SALT LAKE CITY, Utah (ABC4 News) – On Wednesday, officials in Utah laid out a timeline for Utahns to get vaccines for COVID-19 — vaccines that will both require two doses.
“Those two doses, it’s not a booster dose. What it is, you know how if you’re a teenager, or a kid, and you want them to take out the garbage, you want them to wash their hands — you kind of have to tell them more than once? Well, your immune system kind of works the same way,” said Tamara Sheffield, MD, Medical Director for Intermountain Healthcare’s Community Health Health and Prevention.
Sheffield says that dosing twice — at least 21 days for Pfizer’s vaccine, and 28 for Moderna — comes as a result of testing during vaccine trials.
“They tested to see when was the peak time of the amount of antibody that came up in the serum inside your blood. And they found out it was peaking at about 21 days, so they realized — oh, we can go ahead and give that second dose of 21 days,” said Sheffield.
Sheffield further explained the logic behind two doses in the COVID-19 vaccines.
“The reason why we need to make sure we have a sufficient number of doses is to make sure our immune system recognizes the protein or antigen that would cause a disease, and make the antibody to protect you against them. And it takes two doses to get the prime, maximum amount of protection that you need,” said Sheffield.
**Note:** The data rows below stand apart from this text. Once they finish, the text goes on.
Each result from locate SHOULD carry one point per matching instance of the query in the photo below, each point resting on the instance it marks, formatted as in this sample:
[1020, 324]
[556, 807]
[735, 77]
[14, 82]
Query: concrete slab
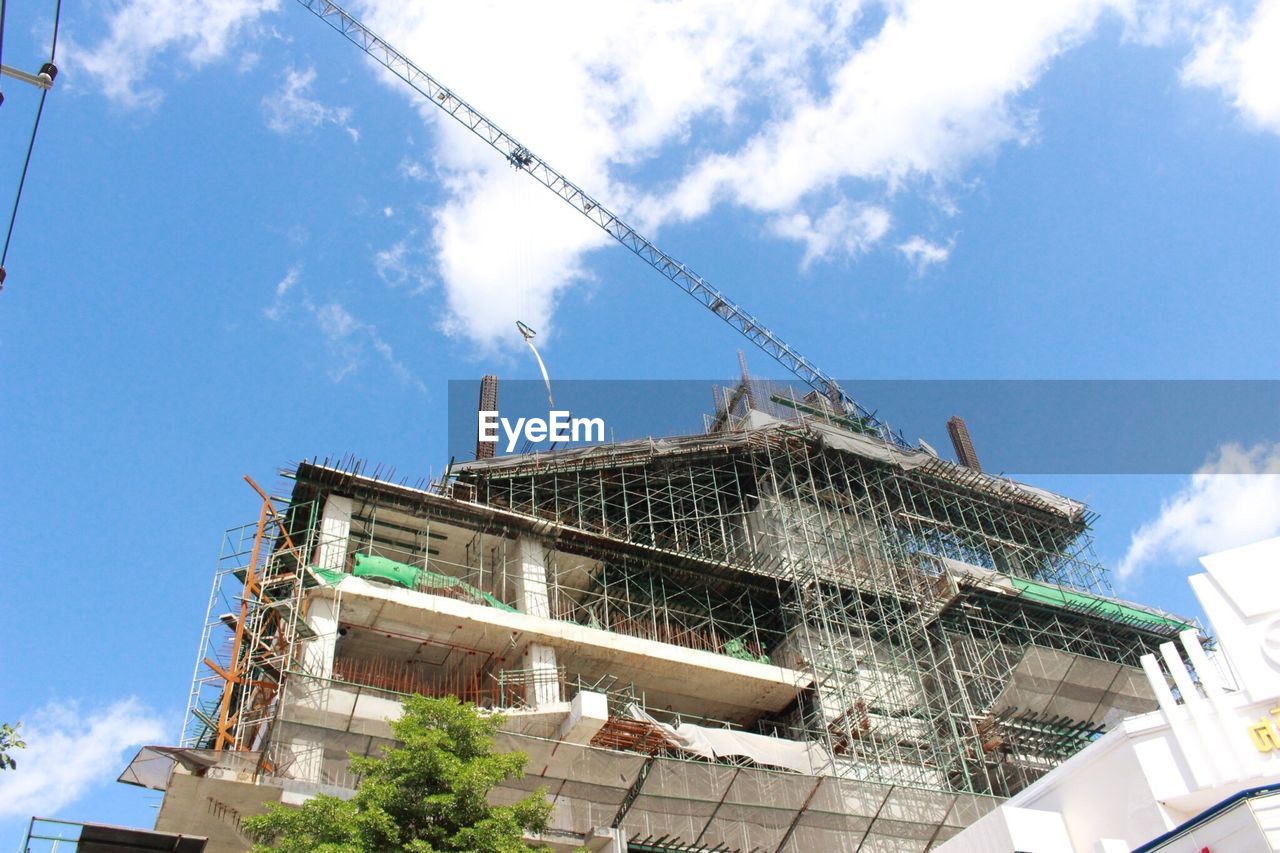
[689, 682]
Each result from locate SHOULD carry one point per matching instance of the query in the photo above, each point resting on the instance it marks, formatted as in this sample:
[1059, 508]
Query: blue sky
[242, 245]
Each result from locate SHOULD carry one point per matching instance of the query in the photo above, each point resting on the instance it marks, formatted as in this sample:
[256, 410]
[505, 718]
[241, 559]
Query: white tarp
[723, 743]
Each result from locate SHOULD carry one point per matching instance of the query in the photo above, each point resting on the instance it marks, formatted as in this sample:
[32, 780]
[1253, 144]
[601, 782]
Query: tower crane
[521, 158]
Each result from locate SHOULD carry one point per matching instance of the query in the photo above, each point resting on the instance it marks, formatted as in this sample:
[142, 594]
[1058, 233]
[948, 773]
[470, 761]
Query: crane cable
[50, 71]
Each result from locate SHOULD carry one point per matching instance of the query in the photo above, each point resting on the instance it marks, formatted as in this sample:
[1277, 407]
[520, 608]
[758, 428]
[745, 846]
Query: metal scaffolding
[919, 606]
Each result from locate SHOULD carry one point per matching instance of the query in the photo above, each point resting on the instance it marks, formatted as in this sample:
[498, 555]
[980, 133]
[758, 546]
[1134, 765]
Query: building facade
[781, 634]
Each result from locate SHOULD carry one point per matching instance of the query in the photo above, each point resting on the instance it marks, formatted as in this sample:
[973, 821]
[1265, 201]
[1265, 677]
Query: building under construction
[785, 633]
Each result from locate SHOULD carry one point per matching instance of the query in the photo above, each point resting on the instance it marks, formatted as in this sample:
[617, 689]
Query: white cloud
[138, 31]
[817, 114]
[932, 90]
[923, 254]
[69, 751]
[1243, 60]
[403, 264]
[275, 310]
[291, 108]
[622, 82]
[849, 121]
[1232, 501]
[844, 228]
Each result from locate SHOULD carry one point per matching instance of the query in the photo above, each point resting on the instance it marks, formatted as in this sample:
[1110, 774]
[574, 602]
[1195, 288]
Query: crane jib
[521, 158]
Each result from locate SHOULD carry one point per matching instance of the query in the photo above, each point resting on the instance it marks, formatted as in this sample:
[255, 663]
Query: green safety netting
[412, 578]
[737, 648]
[1061, 597]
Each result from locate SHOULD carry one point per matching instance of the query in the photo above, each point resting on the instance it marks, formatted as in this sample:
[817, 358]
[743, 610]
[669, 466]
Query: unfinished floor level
[782, 634]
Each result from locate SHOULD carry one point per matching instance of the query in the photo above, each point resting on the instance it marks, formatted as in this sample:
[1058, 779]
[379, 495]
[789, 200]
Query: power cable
[49, 71]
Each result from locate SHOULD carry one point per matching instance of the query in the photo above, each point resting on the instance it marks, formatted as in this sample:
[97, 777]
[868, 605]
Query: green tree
[425, 796]
[9, 739]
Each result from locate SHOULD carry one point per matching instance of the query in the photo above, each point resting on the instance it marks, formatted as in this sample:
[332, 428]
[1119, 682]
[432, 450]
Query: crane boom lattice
[521, 158]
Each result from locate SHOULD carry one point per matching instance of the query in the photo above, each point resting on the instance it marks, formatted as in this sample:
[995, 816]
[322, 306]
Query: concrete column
[586, 716]
[334, 533]
[604, 839]
[307, 760]
[543, 687]
[323, 620]
[310, 692]
[530, 580]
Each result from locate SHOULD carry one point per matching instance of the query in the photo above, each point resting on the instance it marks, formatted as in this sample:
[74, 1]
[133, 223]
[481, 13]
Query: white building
[1200, 774]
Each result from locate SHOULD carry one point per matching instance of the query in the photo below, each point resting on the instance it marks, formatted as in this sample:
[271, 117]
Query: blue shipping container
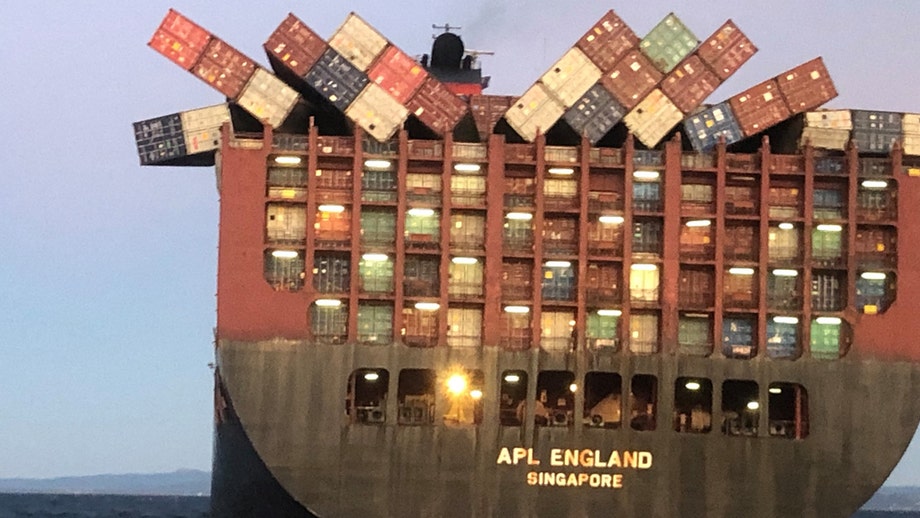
[704, 128]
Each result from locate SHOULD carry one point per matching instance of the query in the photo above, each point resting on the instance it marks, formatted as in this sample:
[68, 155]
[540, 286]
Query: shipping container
[557, 331]
[594, 114]
[467, 231]
[377, 113]
[286, 223]
[738, 337]
[336, 79]
[329, 324]
[375, 323]
[464, 327]
[694, 334]
[465, 280]
[759, 108]
[570, 77]
[726, 50]
[643, 333]
[224, 68]
[267, 98]
[607, 41]
[807, 86]
[421, 276]
[284, 271]
[535, 111]
[180, 39]
[558, 283]
[782, 339]
[689, 84]
[437, 107]
[696, 288]
[295, 45]
[421, 327]
[375, 273]
[653, 118]
[876, 132]
[828, 291]
[632, 79]
[358, 42]
[705, 128]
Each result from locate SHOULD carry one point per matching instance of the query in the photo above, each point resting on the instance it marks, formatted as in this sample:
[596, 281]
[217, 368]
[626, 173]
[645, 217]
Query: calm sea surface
[123, 506]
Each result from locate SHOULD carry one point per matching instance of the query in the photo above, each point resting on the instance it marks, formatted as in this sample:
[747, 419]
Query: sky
[107, 269]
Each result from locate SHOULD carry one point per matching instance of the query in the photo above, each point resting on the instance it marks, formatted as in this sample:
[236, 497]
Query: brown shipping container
[807, 86]
[759, 107]
[295, 45]
[225, 68]
[180, 39]
[397, 73]
[607, 41]
[437, 107]
[726, 50]
[690, 83]
[631, 79]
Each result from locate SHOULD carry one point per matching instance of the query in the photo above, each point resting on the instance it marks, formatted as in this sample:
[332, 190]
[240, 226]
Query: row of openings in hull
[459, 397]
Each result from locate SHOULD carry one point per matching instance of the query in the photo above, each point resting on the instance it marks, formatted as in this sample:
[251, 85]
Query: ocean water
[129, 506]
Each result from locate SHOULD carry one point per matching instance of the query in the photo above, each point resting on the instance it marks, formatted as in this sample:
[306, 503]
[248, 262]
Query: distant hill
[184, 482]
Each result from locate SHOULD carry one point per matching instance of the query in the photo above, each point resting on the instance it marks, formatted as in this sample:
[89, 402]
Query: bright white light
[284, 254]
[288, 160]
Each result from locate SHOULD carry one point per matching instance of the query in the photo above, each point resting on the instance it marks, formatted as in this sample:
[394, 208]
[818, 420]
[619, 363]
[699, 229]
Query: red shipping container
[608, 41]
[437, 107]
[295, 45]
[759, 107]
[807, 86]
[180, 39]
[690, 83]
[225, 68]
[726, 50]
[398, 74]
[631, 79]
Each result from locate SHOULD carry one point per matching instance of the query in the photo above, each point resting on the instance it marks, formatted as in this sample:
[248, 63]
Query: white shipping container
[377, 112]
[358, 42]
[653, 118]
[536, 110]
[571, 76]
[267, 98]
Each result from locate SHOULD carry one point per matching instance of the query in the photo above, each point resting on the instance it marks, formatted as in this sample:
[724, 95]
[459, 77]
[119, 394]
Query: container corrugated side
[436, 107]
[224, 68]
[268, 98]
[668, 43]
[201, 127]
[536, 110]
[358, 42]
[690, 83]
[378, 113]
[570, 77]
[295, 45]
[608, 41]
[595, 114]
[807, 86]
[336, 79]
[398, 74]
[180, 39]
[631, 79]
[726, 50]
[705, 127]
[759, 107]
[653, 118]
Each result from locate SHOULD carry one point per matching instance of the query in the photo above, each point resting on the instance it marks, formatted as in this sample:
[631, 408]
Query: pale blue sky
[107, 269]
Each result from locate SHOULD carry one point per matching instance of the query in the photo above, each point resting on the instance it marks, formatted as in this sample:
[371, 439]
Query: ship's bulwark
[288, 395]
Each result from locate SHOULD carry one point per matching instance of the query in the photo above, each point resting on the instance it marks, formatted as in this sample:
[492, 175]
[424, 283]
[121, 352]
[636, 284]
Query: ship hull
[284, 439]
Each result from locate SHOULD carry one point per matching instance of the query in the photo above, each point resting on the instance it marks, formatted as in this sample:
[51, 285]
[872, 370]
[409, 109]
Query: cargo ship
[598, 298]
“There is something within the influenza vaccine that it does compare to. And so for children who are very young – under 9 years – if they’ve never had an influenza vaccine before, they need two doses in that first year. And that’s because the rest of us have been exposed to influenza year after year or the vaccine year after year. And we respond really well to the vaccine. But for kids who are very young, and haven’t been exposed that much to influenza, one dose of influenza vaccine doesn’t give them enough protection. They have to, a month later, have a second dose,” added Sheffield.